Hamakua Council-woman Valerie Poindexter said she can accept the delay in the General Plan because the creation of CDPs has really helped the communities.

“The benefit for that was for our communities in that we have a CDP,” Poindexter said. “The communities made out here, and I think we benefited.”

Puna Councilman Greggor Ilagan agreed.

“I’d rather not force you to put out whatever,” he said. “If you need the time to be able to give us a better plan, I’d rather give that to you.”

The two dissenting council members, South Kona/Ka‘u Councilwoman Brenda Ford and Kohala Councilwoman Margaret Wille, objected to the open-ended nature of the proposed code amendment. The amendment sets a start date, but there is no deadline for completion, they pointed out.

“We can’t make the deadline, period, therefore we’re asking for no deadline,” Ford characterized the department’s request. “We’re not going to make the deadline that we’ve known about for 10 years.”

Wille suggested the Planning Department could carve up the work, sending the various components to the county’s citizen commissions. The Cultural Resources Commission could take the cultural components, for example, she said.

“Take a couple chapters and go for it,” Wille said.

Leithead Todd, who is now Environmental Management director after a stint as Planning director, said after the meeting that the previous practice had been to start the new General Plan 10 years after the implementation of the previous one, but the County Council changed the law in 2005 to require it more promptly. She said the last plan published prior to the 2005 plan was the 1989 plan.
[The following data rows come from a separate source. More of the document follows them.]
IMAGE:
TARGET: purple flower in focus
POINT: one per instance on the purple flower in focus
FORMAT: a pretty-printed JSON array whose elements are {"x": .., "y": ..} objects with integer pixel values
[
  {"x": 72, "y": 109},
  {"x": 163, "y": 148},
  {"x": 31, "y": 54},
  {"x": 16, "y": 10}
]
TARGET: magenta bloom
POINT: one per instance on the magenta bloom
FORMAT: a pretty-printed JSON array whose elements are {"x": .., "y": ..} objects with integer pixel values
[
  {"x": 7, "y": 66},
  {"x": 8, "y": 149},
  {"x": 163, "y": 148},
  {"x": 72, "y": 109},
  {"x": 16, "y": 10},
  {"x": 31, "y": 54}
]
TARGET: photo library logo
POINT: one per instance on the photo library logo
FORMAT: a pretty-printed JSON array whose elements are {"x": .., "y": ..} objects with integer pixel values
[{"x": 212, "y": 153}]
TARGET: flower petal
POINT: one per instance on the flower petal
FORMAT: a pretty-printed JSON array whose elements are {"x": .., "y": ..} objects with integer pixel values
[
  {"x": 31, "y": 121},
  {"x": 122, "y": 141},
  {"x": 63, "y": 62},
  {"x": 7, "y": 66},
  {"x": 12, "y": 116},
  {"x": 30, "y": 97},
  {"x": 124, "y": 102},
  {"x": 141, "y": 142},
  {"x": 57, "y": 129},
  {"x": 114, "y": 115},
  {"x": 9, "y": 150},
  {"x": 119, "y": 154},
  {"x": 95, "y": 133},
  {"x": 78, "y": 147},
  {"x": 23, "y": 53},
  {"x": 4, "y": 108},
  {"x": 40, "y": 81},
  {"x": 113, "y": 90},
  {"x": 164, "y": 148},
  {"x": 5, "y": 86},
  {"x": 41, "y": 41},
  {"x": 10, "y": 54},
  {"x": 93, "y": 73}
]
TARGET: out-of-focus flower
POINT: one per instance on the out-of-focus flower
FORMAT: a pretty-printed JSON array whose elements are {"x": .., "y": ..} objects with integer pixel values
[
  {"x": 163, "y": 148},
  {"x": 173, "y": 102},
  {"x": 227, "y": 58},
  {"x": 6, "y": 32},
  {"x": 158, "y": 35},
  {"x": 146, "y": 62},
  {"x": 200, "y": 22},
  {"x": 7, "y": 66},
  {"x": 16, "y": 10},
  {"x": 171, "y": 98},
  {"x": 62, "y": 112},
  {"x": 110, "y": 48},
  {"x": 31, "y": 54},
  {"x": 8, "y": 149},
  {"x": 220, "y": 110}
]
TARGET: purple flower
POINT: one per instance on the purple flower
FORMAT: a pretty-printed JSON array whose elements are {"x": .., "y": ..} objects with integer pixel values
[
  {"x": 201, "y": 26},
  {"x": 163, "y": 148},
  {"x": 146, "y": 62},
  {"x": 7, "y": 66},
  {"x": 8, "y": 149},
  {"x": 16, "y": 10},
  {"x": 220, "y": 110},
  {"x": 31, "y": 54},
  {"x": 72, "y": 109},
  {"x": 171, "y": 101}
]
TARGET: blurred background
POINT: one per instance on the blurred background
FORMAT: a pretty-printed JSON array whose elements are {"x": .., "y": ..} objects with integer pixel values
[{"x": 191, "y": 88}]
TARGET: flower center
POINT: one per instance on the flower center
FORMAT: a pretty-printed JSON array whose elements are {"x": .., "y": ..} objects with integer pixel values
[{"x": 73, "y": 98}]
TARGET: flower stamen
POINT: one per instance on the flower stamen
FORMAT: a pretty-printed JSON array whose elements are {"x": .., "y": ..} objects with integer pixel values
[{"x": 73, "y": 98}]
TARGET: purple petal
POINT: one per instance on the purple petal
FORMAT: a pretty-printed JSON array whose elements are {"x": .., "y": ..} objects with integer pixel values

The purpose of the General Plan is to guide the pattern of future development, identify the visions, values and priorities important to the people of the county, provide the framework for regulatory decisions, capital improvement priorities, acquisition strategies and other government programs, improve the physical environment of the county and “inject long-range considerations into the determination of short-range actions and implementation,” according to the preface of the document.

The 396-page plan can be viewed at cohplanningdept.com/community-planning/general-plan.